Impact and future work

Numerous research efforts have been dedicated to developing mapping pipelines, often without providing a clear explanation of the rationale behind the mapping decisions. Our approach addresses this gap by extracting the underlying concepts from data elements, aligning these concepts at a conceptual level to serve as the rationale, and subsequently creating mappings at the representational level.

While this approach may not solve every data model mapping problem, it provides a structured way to build reusable mappings that are both meaningful and transparent. By focusing on the semantics of data elements, it can handle a wide range of mapping scenarios, particularly where conceptual alignment is key.

In addition, extensive assessment of value mappings should be performed to enable data value integration once data element harmonization is achieved, as demonstrated in our use cases. Data values can vary significantly, and the mapping rules between them can be diverse. For example, mapping birth year to birth date or full name to first and last names requires careful consideration of these differences. Other examples include mapping height in feet versus meters, categorizing smoking status as ‘current,’ ‘former,’ or ‘never’ in one dataset versus a numerical count of cigarettes smoked per day in another, or aligning marital status across schemas where one uses ‘single,’ ‘married,’ and ‘divorced’ while another allows for more granular descriptions such as ‘legally separated’ or ‘widowed’.

In the future, we intend to apply this concept-based approach to a specific domain, such as the rare disease field. The extracted concepts and resulting mappings will undergo review by domain experts, which will not only validate the accuracy of the mappings but also test the scalability and adaptability of our approach in real-world scenarios.

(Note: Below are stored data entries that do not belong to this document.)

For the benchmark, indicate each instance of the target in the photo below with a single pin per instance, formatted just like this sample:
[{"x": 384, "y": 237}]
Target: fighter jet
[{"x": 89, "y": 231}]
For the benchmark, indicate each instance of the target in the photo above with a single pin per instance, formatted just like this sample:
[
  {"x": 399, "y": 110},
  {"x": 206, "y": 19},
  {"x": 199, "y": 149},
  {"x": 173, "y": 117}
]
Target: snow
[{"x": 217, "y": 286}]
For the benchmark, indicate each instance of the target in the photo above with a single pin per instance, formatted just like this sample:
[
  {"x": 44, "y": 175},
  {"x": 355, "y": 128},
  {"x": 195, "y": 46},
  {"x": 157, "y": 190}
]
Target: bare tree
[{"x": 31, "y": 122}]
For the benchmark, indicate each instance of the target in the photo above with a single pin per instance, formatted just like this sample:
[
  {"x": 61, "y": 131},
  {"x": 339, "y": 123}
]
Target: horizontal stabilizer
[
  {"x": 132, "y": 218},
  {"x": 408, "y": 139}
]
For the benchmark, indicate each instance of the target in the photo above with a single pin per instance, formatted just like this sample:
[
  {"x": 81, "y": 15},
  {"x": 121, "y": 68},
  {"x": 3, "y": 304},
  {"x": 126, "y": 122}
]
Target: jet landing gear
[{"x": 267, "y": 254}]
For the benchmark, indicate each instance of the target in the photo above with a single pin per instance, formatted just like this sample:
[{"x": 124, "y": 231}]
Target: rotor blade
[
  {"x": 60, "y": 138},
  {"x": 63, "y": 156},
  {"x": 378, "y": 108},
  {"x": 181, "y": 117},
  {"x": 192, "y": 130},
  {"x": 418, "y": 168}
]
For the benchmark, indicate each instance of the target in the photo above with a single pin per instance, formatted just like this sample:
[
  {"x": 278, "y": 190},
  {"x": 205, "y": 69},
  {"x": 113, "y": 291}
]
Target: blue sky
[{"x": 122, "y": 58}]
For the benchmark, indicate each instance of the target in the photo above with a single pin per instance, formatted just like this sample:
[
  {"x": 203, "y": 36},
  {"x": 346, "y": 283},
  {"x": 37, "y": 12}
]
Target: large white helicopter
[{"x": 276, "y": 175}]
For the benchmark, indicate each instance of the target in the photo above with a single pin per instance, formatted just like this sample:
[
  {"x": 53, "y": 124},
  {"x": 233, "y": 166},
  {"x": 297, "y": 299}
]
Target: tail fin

Another future direction for this work could be the development of a centralized mapping system built on concepts and their representations (of existing health data standards), which would facilitate data harmonization across different contexts. For example, exploring how the broad concept of ‘allergy,’ encompassing any adverse reaction, relates to the narrower concept of ‘penicillin allergy,’ specifically focusing on allergic reactions to penicillin, could provide valuable insights. In this scenario, the broader concept of ‘allergy’ could map to a general data element for any allergic reaction in one data model, while ‘penicillin allergy’ might map to a more specific element within another data model. This would allow for flexible integration depending on the context-whether general allergy data is needed or more focused data on penicillin reactions is required. Such a concept-based approach could help guide decisions on which data to select and integrate, tailored to the specific requirements of each use case. While this direction presents potential benefits, particularly in adapting mappings to different contexts, it would require further exploration to assess its feasibility and impact. Developing a system that supports these varying levels of concept granularity could be a valuable contribution to the future of data integration across multiple domains.

Conclusion

We introduced an approach that utilizes the conceptualization of data elements for facilitating the creation of reusable mappings across health data standards. The approach leverages semantic-web representation, specifically SSSOM. The use cases, as a proof-of-concept, demonstrate that concepts are useful for data harmonization and support data query at multiple granularities. The analysis on the diversity of concepts and representations across health data standards, and the emphasis on distinguishing concepts and representations of data elements, serve as valuable input for the creation of guidelines on creating reusable mappings in the healthcare field.